I've never used one before and I think that if you wore it throughout preg it might be a bit baggy post preg. Lots of places sell them, just google - you should be able to get a pack of 2 (one black one white) for less than a tenner. As my newbie is due in winter and I'm flabbier than last time I'm definately going to use one and keep my cold white flab to myself. Anyone can have a peek at my fantastically huge norks though!

hairymelons · 26/07/2010 10:20

Sounds perfect, I also have twice the flab of last time and am due in October so will want to keep warm. Thanks, slimyak

stripeyknickers, I think that women should be allowed to keep any part of their body covered that they like without feeling like they are letting down the sisterhood, whether it's a burka or a hooter hider.

It seems like women's bodies are such public property- there's always a someone wanting to comment on how much you want to cover/ expose. It's judgy in any case, I mean who is the arbiter of exactly how much flesh and which bits it's ok to show?

I don't really understand the BFCs comment- they are necessary here specifically because bf isn't the norm and therefore the hows and whys of it are a mystery to most of us when we start out.

MotherofPearl · 26/07/2010 10:40

I think stripey has hit the nail on the head. It's not that women chosing the awfully named hooter-hider is a problem per se, because of course that's their choice, and so it should be. But it's the way in which this starts to become the norm, and tacitly (even if unintentionally) supports or gives ammunition to the anti-BF lot - that's where the problem starts, imo

stripeyknickersspottysocks · 26/07/2010 10:43

I agree that women should be able to cover up any part of their body they want to and I'd never judge anyone for wanting to use one of these.

However that doesn't stop me feeling sad that women would feel that they want to use one of these or worrying about how it will affect how society perceives b/f or womens' breasts.

miso · 26/07/2010 11:21

OMG those hat things look like a giant supersonic nipple!
* can't unsee* Please tell me they don't come in raspberry pink.

I worry too that the use of cover-ups will creep in as the only acceptable way to bf.

Re: the breastvest, any stretchy camisole vest works for that, or you can just snip out holes from a high cut vest.

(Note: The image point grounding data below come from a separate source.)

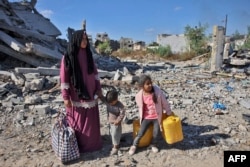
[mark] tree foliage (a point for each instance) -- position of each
(196, 38)
(104, 48)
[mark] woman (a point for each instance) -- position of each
(80, 87)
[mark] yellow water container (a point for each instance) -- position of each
(146, 138)
(172, 129)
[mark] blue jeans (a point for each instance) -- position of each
(144, 126)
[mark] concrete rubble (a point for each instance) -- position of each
(214, 106)
(30, 99)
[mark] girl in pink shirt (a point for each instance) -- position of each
(151, 103)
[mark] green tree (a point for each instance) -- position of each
(196, 38)
(247, 42)
(236, 35)
(104, 48)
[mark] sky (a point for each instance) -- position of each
(143, 20)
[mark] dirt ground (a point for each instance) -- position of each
(30, 145)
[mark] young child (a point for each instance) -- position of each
(116, 113)
(151, 103)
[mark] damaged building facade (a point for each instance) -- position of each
(28, 36)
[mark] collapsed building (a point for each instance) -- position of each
(28, 36)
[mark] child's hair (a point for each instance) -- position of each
(111, 96)
(142, 80)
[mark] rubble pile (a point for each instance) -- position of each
(214, 110)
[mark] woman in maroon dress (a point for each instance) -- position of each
(80, 87)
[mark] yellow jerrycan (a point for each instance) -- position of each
(172, 128)
(146, 138)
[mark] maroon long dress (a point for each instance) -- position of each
(83, 117)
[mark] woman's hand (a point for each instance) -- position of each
(67, 103)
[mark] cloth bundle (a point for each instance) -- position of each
(64, 141)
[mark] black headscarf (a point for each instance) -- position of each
(73, 66)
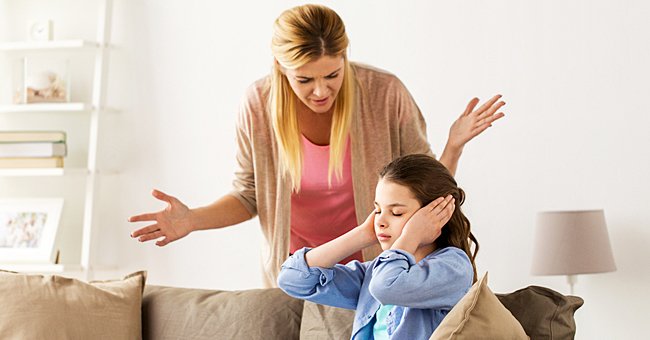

I remember doing that 10 years ago, & it was godsend on cold days, as well as covering up a saggy tum.

SpeedyGonzalez · 26/07/2010 11:29

i think 'hooter hiders' is a great tongue-in-cheek name!

am bfing my second child, and though I've always covered up my breasts with muslins/ a long top I don't see what the problem is with hooter hiders. if I want to be in control of who sees my naked bits, what should it matter to anyone else? don't you anti-hider lot have more important things to concern yourselves with?

Schulte · 26/07/2010 12:46

I think they are such a wrong concept, it's like saying 'I am ashamed of breastfeeding'. Nobody should bat an eyelid if you get your boob out to feed a child, no matter where you are, and I certainly never had any funny looks feeding my two.

If hooter hiders get more popular, cafes and restaurants might end up demanding that you use something to cover up when feeding. And that would be so wrong.

Get your boobs out people

Schulte · 26/07/2010 12:48

Ah good, I see others have already made that point before me Nothing like reading a thread backwards!

Schulte · 26/07/2010 12:51

And can I also say that with all the stuff you have to lug about when out and about with a baby, who's got space for packing a hooter hider into their changing bag as well as everything else?